As I write this, in my peripheral vision, is a shelf of books on the top of a bookcase, level with my shoulder. The shelf is full of books by Salman Rushdie, the result of three decades of reading and enjoying his work. I read recently how, frustrated that the Satanic Verses furore continues to overshadow the rest of his work, Rushdie quoted his friend Martin Amis about leaving behind “a shelf of books – to be able to say ‘From here to here is me.’” “Hopefully at some point,” Rushdie went on, “people will read all my shelf of books just as books rather than some kind of hot potato.” I hope, then, that he would be pleased to see the shelf at my shoulder, filled not with hot potatoes but big, expansive books which bring me such enjoyment and provoke so much thought.
There’s the most-recently-published, Quichotte with its deluded hero on a modern picaresque journey across the US, who wins us over to his delusions even as he confronts them. Next to him is the joyous Two Years Eight Months and Twenty-Eight Days in which the suddenly-levitating Mr Geronimo is said to have “taken leave of solid ground and moved upwards into, let us say, more speculative territory.” There are the injured icons of Vina Apsara and Ormus Cama, rock superstars in The Ground Beneath Her Feet which drops a mythic love story filled with operatically grand gestures into an eddy of other stories and a universe that is unspooling.
Probably my favourite, The Moor’s Last Sigh, is a sprawling story ostensibly about the family of the narrator, Moraes Zogoiby whose nickname echoes the painting referred to in the title. Enjoyably shifting, the narrative unpeels different versions of the same stories which change even as they are repeated. One pivotal episode is told three times in the same chapter. The central character Aurora Zogoiby provocatively visits the site of a naval strike and narrowly escapes violence. You have three different explanations as to how she escaped. All are possible.

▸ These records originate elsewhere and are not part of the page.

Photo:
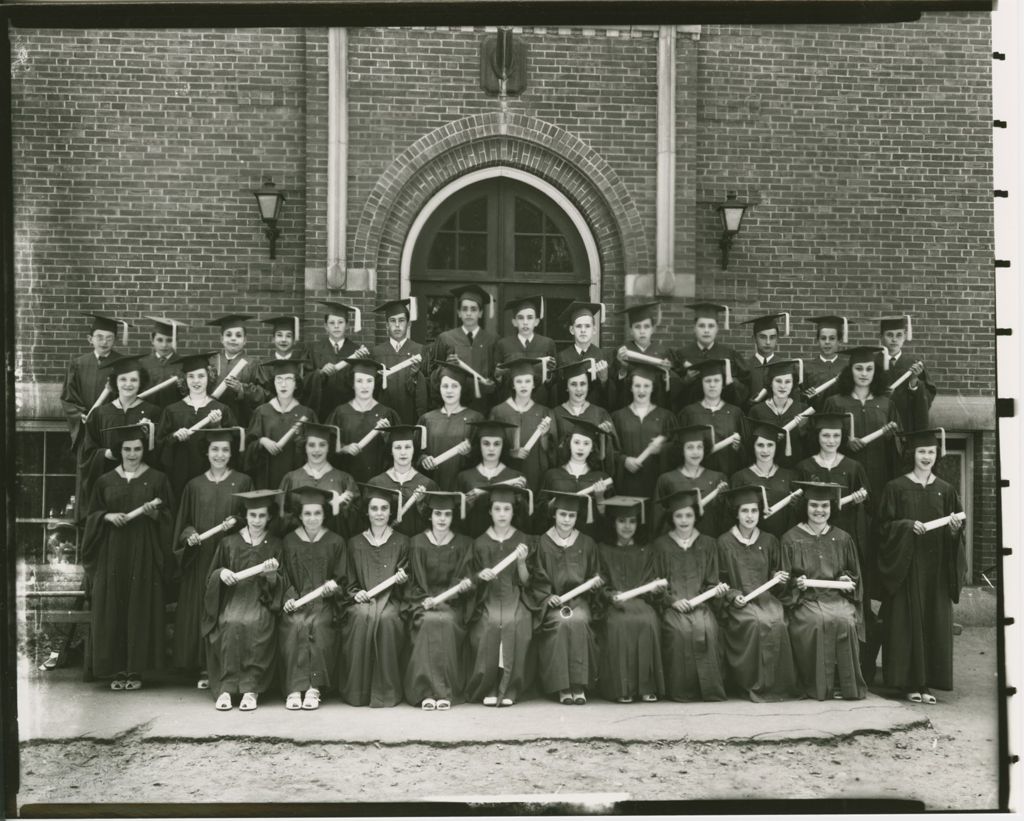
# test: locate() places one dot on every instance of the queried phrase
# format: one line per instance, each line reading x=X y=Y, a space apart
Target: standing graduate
x=308 y=640
x=128 y=561
x=240 y=618
x=357 y=418
x=373 y=634
x=922 y=572
x=527 y=416
x=268 y=457
x=824 y=623
x=691 y=652
x=446 y=427
x=629 y=635
x=564 y=558
x=208 y=500
x=239 y=389
x=406 y=390
x=526 y=343
x=500 y=618
x=758 y=655
x=162 y=362
x=582 y=318
x=182 y=451
x=437 y=558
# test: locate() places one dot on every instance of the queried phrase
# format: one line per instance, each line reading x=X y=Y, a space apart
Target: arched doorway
x=507 y=236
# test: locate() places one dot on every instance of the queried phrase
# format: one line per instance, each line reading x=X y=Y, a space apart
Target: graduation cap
x=396 y=307
x=110 y=325
x=710 y=310
x=770 y=322
x=841 y=323
x=343 y=309
x=286 y=322
x=167 y=327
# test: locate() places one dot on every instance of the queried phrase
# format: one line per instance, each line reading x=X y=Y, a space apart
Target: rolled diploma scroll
x=223 y=527
x=649 y=449
x=452 y=452
x=726 y=442
x=935 y=524
x=138 y=511
x=590 y=584
x=790 y=426
x=292 y=431
x=239 y=368
x=387 y=372
x=650 y=587
x=782 y=503
x=878 y=434
x=257 y=569
x=388 y=582
x=822 y=387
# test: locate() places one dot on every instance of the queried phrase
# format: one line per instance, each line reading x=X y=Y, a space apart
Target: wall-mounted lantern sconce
x=731 y=212
x=269 y=201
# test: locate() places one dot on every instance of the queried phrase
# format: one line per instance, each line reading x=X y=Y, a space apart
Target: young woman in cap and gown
x=318 y=441
x=527 y=416
x=726 y=420
x=125 y=382
x=240 y=619
x=824 y=623
x=281 y=418
x=629 y=635
x=782 y=379
x=642 y=426
x=128 y=561
x=921 y=571
x=691 y=649
x=182 y=452
x=355 y=419
x=580 y=472
x=209 y=500
x=312 y=559
x=500 y=616
x=565 y=557
x=488 y=445
x=406 y=441
x=373 y=634
x=446 y=427
x=765 y=472
x=758 y=655
x=241 y=390
x=437 y=559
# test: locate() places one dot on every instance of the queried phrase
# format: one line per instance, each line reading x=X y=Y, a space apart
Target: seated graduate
x=500 y=618
x=758 y=656
x=437 y=558
x=127 y=558
x=695 y=441
x=404 y=441
x=487 y=445
x=922 y=571
x=691 y=652
x=776 y=481
x=182 y=451
x=312 y=563
x=629 y=635
x=373 y=633
x=240 y=621
x=564 y=559
x=343 y=515
x=272 y=433
x=209 y=500
x=825 y=623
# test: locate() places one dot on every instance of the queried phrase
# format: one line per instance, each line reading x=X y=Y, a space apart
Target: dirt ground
x=949 y=765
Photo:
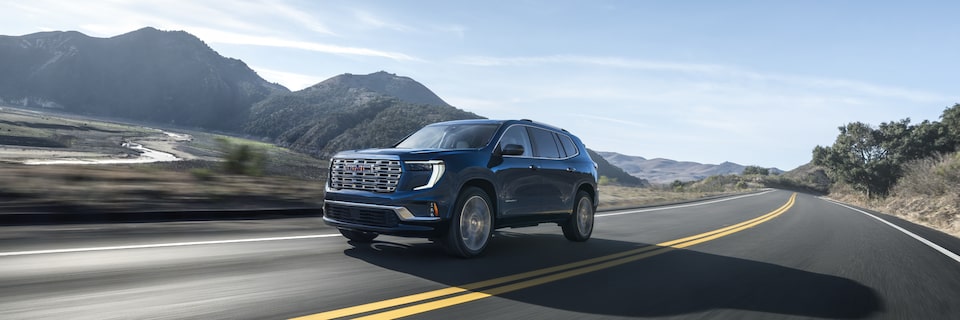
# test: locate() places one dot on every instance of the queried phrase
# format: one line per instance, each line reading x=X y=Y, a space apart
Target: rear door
x=519 y=182
x=554 y=195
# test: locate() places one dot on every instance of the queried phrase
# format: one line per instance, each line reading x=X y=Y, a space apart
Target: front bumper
x=383 y=219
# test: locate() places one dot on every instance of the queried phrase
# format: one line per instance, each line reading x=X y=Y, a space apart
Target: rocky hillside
x=666 y=170
x=164 y=77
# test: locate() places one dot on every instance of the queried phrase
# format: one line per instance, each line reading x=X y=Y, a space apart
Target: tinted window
x=461 y=136
x=568 y=146
x=517 y=135
x=544 y=143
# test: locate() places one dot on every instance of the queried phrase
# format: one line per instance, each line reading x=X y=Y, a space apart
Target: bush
x=242 y=158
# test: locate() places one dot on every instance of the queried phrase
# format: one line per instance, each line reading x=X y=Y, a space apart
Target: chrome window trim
x=531 y=142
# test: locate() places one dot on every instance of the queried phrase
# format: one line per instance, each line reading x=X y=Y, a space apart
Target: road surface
x=773 y=255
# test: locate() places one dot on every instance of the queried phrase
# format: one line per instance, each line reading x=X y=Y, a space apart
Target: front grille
x=363 y=216
x=365 y=174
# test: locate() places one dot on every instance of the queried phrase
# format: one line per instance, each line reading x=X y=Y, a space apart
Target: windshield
x=450 y=136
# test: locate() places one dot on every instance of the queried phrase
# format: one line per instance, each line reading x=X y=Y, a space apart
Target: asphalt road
x=754 y=257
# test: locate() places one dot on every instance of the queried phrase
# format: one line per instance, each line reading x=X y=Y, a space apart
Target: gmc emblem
x=357 y=168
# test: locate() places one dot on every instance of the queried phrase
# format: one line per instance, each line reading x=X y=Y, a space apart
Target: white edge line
x=929 y=243
x=682 y=205
x=163 y=245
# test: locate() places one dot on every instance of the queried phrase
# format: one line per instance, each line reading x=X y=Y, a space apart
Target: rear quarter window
x=544 y=143
x=569 y=147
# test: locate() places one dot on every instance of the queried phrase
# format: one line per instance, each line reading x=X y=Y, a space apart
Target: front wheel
x=580 y=225
x=358 y=236
x=470 y=225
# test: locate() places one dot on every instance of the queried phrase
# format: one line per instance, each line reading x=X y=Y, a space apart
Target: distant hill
x=349 y=112
x=174 y=78
x=167 y=77
x=666 y=171
x=611 y=171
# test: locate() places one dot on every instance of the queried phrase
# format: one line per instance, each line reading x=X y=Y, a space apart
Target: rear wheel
x=580 y=225
x=470 y=225
x=358 y=236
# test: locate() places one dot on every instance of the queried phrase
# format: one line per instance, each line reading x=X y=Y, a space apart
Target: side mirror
x=512 y=150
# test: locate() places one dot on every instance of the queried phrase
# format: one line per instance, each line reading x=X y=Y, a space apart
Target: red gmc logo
x=355 y=168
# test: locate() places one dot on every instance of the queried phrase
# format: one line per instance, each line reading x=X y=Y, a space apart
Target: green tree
x=858 y=157
x=950 y=121
x=242 y=158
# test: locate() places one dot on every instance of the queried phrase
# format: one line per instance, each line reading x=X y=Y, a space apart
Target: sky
x=751 y=82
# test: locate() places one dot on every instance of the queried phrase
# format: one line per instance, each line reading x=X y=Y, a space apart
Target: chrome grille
x=365 y=174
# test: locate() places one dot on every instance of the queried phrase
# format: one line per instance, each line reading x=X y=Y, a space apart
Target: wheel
x=470 y=225
x=358 y=236
x=580 y=225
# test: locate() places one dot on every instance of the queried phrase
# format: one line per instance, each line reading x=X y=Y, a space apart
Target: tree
x=756 y=170
x=858 y=157
x=950 y=120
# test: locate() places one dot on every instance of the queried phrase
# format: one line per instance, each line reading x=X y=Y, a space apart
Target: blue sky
x=752 y=82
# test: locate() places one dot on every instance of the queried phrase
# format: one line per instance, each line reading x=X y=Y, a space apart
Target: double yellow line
x=497 y=286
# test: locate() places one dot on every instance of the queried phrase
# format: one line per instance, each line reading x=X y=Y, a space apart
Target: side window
x=517 y=135
x=545 y=144
x=568 y=146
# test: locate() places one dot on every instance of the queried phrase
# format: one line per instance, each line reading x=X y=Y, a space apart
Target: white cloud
x=725 y=73
x=370 y=20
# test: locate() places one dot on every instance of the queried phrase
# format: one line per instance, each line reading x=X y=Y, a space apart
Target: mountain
x=349 y=112
x=167 y=77
x=605 y=168
x=174 y=78
x=666 y=171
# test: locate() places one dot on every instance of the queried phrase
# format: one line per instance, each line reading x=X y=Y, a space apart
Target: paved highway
x=773 y=255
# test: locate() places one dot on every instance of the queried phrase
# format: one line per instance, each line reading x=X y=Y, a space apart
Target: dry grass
x=139 y=188
x=929 y=194
x=613 y=197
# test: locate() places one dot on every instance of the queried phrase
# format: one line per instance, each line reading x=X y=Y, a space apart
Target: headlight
x=435 y=166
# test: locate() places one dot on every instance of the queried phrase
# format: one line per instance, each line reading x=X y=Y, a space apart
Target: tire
x=358 y=236
x=470 y=225
x=580 y=225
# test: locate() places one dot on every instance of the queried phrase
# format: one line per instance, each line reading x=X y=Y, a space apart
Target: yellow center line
x=535 y=277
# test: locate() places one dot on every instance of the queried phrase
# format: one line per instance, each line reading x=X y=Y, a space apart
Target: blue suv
x=457 y=181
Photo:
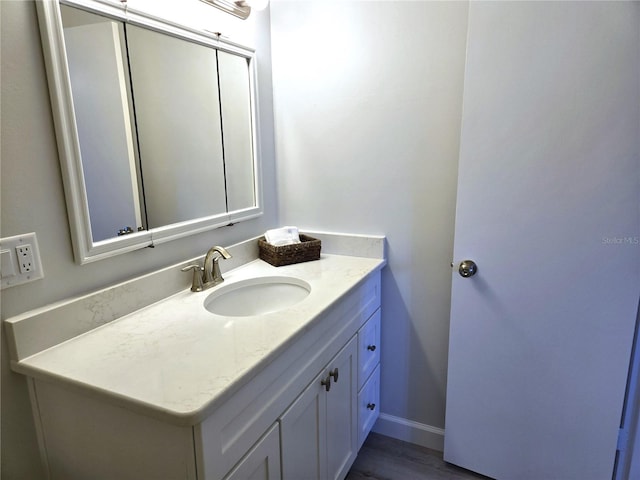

Aurora is one of the great Rushdie characters: monstrous in many ways, deluded in others but bursting with charisma and vividly-mangled words. There are a lot of cover-ups in this book, both in the unlikely crime-plot and the repeated references to the notion of ‘palimpsest’.
There are the missteps on this shelf too, such as his saddest book, Fury; all misplaced pop-cultural references and brand names. Saddest because it feels like the pressure of being the public Salman Rushdie has undermined his efforts. You’ll find similar problems in The Golden House, but this time because the clunky Trump satire drowns out the Salman magic.
Serious subjects don’t always diminish the magic. For all its topic of terrorism, Shalimar the Clown delivers its lessons with a light touch and that Rushdie way with words and ideas: “He slipped across the globe like a shadow, his presence detectable only by its influence on the actions of others.” Then there are the essays ranging across subjects far and wide in three volumes, (one of which includes a letter explaining how the particular book that I now own used to belong to his early publisher and lifetime friend, the late Liz Calder). Also on the shelf is his massive, brutally honest autobiography, Joseph Anton, with its eye-opening accounts of the racism he endured in an English public school and the horrifying reality of living under constant protection and deadly serious death threats.
So yes, there is plenty of darkness and plenty to chew on in the books on my shelf. But it’s laughter that I think of when I think of Salman Rushdie: extravagant hilarity and rich writing. It was laughter that first drew me to his books in the 1980s when a fellow student read to me laugh-out-loud passages from Midnight’s Children, then his most-recently published novel. At their best, Rushdie’s books are packed with jokes and puns, some of them groan-worthy, but more often than not they’ll keep a broad smile on your face even while your brain is processing some profound ideas. That was certainly my view of him, when, a couple of years after first reading Midnight’s Children, I lay in bed listening to the same writer, dazed and scared, unable to answer fully the Today programme’s questions about what the fatwa meant for him and his life. Like everyone else, he’d just heard the news. Unlike everyone else, he couldn’t turn over and go back to sleep.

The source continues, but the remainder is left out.